“Have we ever wondered what is the worldview that is being constructed in these soap operas or soap operas, as they are called? Are we critical of this vision?
The “boom” of Turkish soap operas has generated what is called “Turkomania”, a little word that is gaining more and more strength in our society, men, women, children and even entire families are aware of the schedule and don’t want to miss a chapter. While true, it’s a global trend, in Panama the media where they are featured claim it’s here to stay. As a result of the advertising bombardment, we see Panamanians organizing holiday trips to Turkey.
An annual Google list of the most frequent queries in Panama and around the world, during the year 2020, highlights the section of: novels, series and television programs where the “1-2”, Hercai and Fazilet and their daughters. The why. You can imagine why the noise, right? What is undeniable is that at the time on the various networks, the two novels lead the dance.
It goes without saying that Turkey and its capital, Istanbul, also called Byzantium and Constantinople, have played a very important role in the history of humanity, and this is precious. Istanbul is a part European and part Asian city, representing the meeting point between two continents. The Bosphorus Strait currently plays a very important international geopolitical role, as it is the key point in the integration of Europe with Asia.

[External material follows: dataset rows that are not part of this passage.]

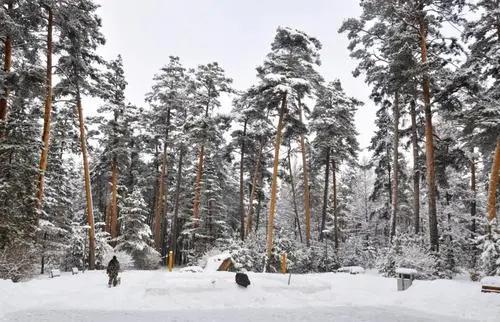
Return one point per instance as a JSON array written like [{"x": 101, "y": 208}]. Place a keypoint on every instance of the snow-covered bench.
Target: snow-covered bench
[
  {"x": 54, "y": 273},
  {"x": 351, "y": 270},
  {"x": 490, "y": 284},
  {"x": 405, "y": 277}
]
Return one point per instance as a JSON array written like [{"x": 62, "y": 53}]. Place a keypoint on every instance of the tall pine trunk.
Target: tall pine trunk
[
  {"x": 395, "y": 166},
  {"x": 325, "y": 194},
  {"x": 294, "y": 198},
  {"x": 492, "y": 189},
  {"x": 473, "y": 190},
  {"x": 159, "y": 202},
  {"x": 253, "y": 193},
  {"x": 274, "y": 184},
  {"x": 47, "y": 115},
  {"x": 429, "y": 145},
  {"x": 88, "y": 191},
  {"x": 335, "y": 210},
  {"x": 242, "y": 192},
  {"x": 175, "y": 223},
  {"x": 113, "y": 206},
  {"x": 307, "y": 208},
  {"x": 416, "y": 169},
  {"x": 7, "y": 64},
  {"x": 259, "y": 204},
  {"x": 197, "y": 186}
]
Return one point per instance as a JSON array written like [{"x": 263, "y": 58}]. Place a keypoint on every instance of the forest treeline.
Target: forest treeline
[{"x": 278, "y": 173}]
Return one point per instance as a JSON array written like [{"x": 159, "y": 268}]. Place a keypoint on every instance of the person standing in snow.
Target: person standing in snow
[{"x": 112, "y": 270}]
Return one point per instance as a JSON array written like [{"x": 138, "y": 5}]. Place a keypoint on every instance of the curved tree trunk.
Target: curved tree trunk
[
  {"x": 274, "y": 184},
  {"x": 307, "y": 207},
  {"x": 429, "y": 145},
  {"x": 416, "y": 168},
  {"x": 46, "y": 116},
  {"x": 292, "y": 183},
  {"x": 88, "y": 191},
  {"x": 325, "y": 195}
]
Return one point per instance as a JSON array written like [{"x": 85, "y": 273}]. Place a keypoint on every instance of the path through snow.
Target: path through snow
[{"x": 162, "y": 296}]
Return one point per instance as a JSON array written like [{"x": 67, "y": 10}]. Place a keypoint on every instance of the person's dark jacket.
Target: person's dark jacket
[{"x": 113, "y": 267}]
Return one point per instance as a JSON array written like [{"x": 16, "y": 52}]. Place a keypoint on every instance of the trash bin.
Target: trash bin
[{"x": 405, "y": 278}]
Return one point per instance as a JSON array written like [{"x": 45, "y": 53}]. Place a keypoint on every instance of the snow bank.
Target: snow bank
[
  {"x": 214, "y": 296},
  {"x": 351, "y": 269},
  {"x": 214, "y": 262},
  {"x": 491, "y": 281},
  {"x": 191, "y": 269}
]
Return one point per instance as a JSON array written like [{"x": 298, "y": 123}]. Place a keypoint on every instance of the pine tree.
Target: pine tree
[
  {"x": 80, "y": 36},
  {"x": 136, "y": 238},
  {"x": 288, "y": 69},
  {"x": 210, "y": 82},
  {"x": 168, "y": 97},
  {"x": 333, "y": 124}
]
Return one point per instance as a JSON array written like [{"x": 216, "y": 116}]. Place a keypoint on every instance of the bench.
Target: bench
[
  {"x": 54, "y": 273},
  {"x": 354, "y": 270},
  {"x": 490, "y": 284}
]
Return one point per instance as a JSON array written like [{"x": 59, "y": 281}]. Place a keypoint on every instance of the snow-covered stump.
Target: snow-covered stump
[
  {"x": 490, "y": 284},
  {"x": 354, "y": 270},
  {"x": 54, "y": 273},
  {"x": 405, "y": 277}
]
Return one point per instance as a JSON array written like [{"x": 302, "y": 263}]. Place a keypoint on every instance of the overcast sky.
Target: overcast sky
[{"x": 236, "y": 34}]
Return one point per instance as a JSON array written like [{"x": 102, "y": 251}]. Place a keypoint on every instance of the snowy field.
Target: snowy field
[{"x": 161, "y": 296}]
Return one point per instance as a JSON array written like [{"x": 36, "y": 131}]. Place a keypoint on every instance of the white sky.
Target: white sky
[{"x": 236, "y": 34}]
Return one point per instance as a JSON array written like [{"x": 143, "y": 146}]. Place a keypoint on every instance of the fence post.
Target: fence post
[
  {"x": 283, "y": 263},
  {"x": 170, "y": 260}
]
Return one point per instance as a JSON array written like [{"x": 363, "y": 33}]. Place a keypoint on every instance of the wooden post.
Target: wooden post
[
  {"x": 170, "y": 260},
  {"x": 283, "y": 263}
]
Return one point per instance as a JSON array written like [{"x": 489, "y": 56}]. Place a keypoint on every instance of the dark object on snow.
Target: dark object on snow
[
  {"x": 112, "y": 270},
  {"x": 242, "y": 279},
  {"x": 226, "y": 265}
]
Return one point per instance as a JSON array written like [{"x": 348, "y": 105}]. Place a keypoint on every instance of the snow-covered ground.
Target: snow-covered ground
[{"x": 214, "y": 296}]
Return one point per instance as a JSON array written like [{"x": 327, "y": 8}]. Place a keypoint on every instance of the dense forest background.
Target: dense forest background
[{"x": 279, "y": 173}]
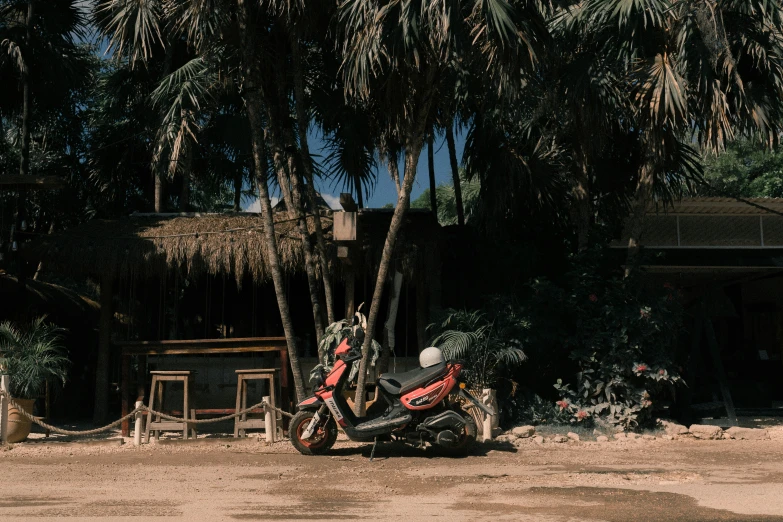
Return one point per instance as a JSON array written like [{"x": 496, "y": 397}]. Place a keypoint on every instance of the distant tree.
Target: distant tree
[
  {"x": 445, "y": 194},
  {"x": 747, "y": 168}
]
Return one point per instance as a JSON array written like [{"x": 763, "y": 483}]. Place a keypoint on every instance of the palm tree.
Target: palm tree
[
  {"x": 707, "y": 69},
  {"x": 396, "y": 52},
  {"x": 40, "y": 60}
]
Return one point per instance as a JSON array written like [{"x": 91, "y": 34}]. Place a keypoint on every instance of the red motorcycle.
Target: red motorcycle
[{"x": 416, "y": 407}]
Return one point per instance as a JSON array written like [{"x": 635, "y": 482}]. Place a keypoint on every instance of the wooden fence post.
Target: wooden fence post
[
  {"x": 270, "y": 416},
  {"x": 137, "y": 426},
  {"x": 488, "y": 398},
  {"x": 4, "y": 386}
]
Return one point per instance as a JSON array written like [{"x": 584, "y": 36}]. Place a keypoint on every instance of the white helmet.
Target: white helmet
[{"x": 430, "y": 357}]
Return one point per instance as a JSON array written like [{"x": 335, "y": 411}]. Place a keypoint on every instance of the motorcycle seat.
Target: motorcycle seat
[{"x": 400, "y": 383}]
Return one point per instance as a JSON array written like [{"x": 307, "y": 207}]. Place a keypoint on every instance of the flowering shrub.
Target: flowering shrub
[{"x": 621, "y": 334}]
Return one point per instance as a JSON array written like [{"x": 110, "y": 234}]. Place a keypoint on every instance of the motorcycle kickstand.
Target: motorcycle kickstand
[{"x": 372, "y": 453}]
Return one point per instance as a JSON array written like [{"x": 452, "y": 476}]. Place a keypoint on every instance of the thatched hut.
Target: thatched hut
[{"x": 205, "y": 276}]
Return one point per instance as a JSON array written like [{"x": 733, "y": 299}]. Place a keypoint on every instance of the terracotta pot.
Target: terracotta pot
[{"x": 19, "y": 425}]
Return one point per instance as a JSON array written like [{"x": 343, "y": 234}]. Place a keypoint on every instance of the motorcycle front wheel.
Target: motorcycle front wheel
[{"x": 320, "y": 442}]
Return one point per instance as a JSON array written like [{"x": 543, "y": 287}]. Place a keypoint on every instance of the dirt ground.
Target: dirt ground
[{"x": 246, "y": 479}]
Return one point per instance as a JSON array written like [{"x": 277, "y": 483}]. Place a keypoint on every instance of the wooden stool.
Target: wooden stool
[
  {"x": 242, "y": 423},
  {"x": 159, "y": 424}
]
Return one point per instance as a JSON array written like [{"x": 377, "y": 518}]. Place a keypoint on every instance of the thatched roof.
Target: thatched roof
[
  {"x": 151, "y": 244},
  {"x": 62, "y": 305},
  {"x": 148, "y": 245}
]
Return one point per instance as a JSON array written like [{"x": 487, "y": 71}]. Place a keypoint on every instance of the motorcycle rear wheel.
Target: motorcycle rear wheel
[
  {"x": 467, "y": 438},
  {"x": 321, "y": 441}
]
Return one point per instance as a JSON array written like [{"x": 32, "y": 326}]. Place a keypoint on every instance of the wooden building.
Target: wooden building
[
  {"x": 194, "y": 277},
  {"x": 727, "y": 258}
]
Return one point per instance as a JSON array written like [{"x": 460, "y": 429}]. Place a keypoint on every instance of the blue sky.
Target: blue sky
[{"x": 384, "y": 188}]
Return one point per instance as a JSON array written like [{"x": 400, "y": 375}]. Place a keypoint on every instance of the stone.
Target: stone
[
  {"x": 747, "y": 433},
  {"x": 705, "y": 431},
  {"x": 524, "y": 432},
  {"x": 672, "y": 428}
]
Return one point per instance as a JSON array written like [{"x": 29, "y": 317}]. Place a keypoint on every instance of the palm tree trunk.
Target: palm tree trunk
[
  {"x": 290, "y": 180},
  {"x": 455, "y": 174},
  {"x": 24, "y": 162},
  {"x": 159, "y": 169},
  {"x": 255, "y": 107},
  {"x": 394, "y": 172},
  {"x": 101, "y": 409},
  {"x": 357, "y": 183},
  {"x": 238, "y": 192},
  {"x": 289, "y": 185},
  {"x": 304, "y": 147},
  {"x": 389, "y": 340},
  {"x": 412, "y": 154},
  {"x": 431, "y": 169},
  {"x": 582, "y": 198},
  {"x": 644, "y": 189}
]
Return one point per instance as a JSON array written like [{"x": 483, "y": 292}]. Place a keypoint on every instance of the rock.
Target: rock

On the other hand, it is known that soap operas have a special place in the cultural industry, a term created by Theodore Adorno and Max Horkheimer at the beginning of the 20th century, and are designed with fiction and entertainment schemes, it is also true that they reproduce a specific worldview. But what is happening in Turkey with women?
For example, in Turkey femicide in 2021 was alarming, over 300 women were murdered in the same year the country withdrew from the Istanbul Convention on the Protection of Women, a fact repudiated in 2021 by Joe Biden , who called it “unwarranted”. “. And worst of all, the cases have been disguised as suicide.
“[…] in Turkey, femicide in 2021 was alarming, more than 300 women […] murdered the same year, the country withdrew from the Istanbul Convention on the Protection of Women, […]”
In recent years, the number of feminicides in the country has steadily increased due to the passivity of the government. Women’s advocacy platforms estimate that in 2020 nearly 400 women died at the hands of men. Regrettable.
Have you ever wondered what is the vision of the world that is built in these soap operas or soap operas, as they are called? Are we critical of this vision? We were appalled when a few days ago they found the remains of the young businesswoman from Chirica, an event classified as a femicide. And even more, when that same evening, at 8:10 p.m., on television, they presented a scene from one of these novels in which a man pointed the head of one of the protagonists to shoot him, reflecting the great suffering of the victim, although he decided to hit her and fire several shots at her side, it is unclear what happened in the end. A scary scene in itself and more right now.
The question that follows is: where did the 2011 television media self-regulation agreements go, which established schedules and some rules to avoid exposing the vulnerable population, where I played the role of mediator of the dialogue between the Government and the channels of TV ? Where is the compassion and empathy of the human being towards others? Are we only interested in selling or should we promote a mentally healthy society that is less violent and empathetic towards the country’s most vulnerable populations?
The answers are also in us “prosumers”, as we are now called, because we produce and consume messages, develop a critical attitude of vigilance and see beyond what the screen shows us.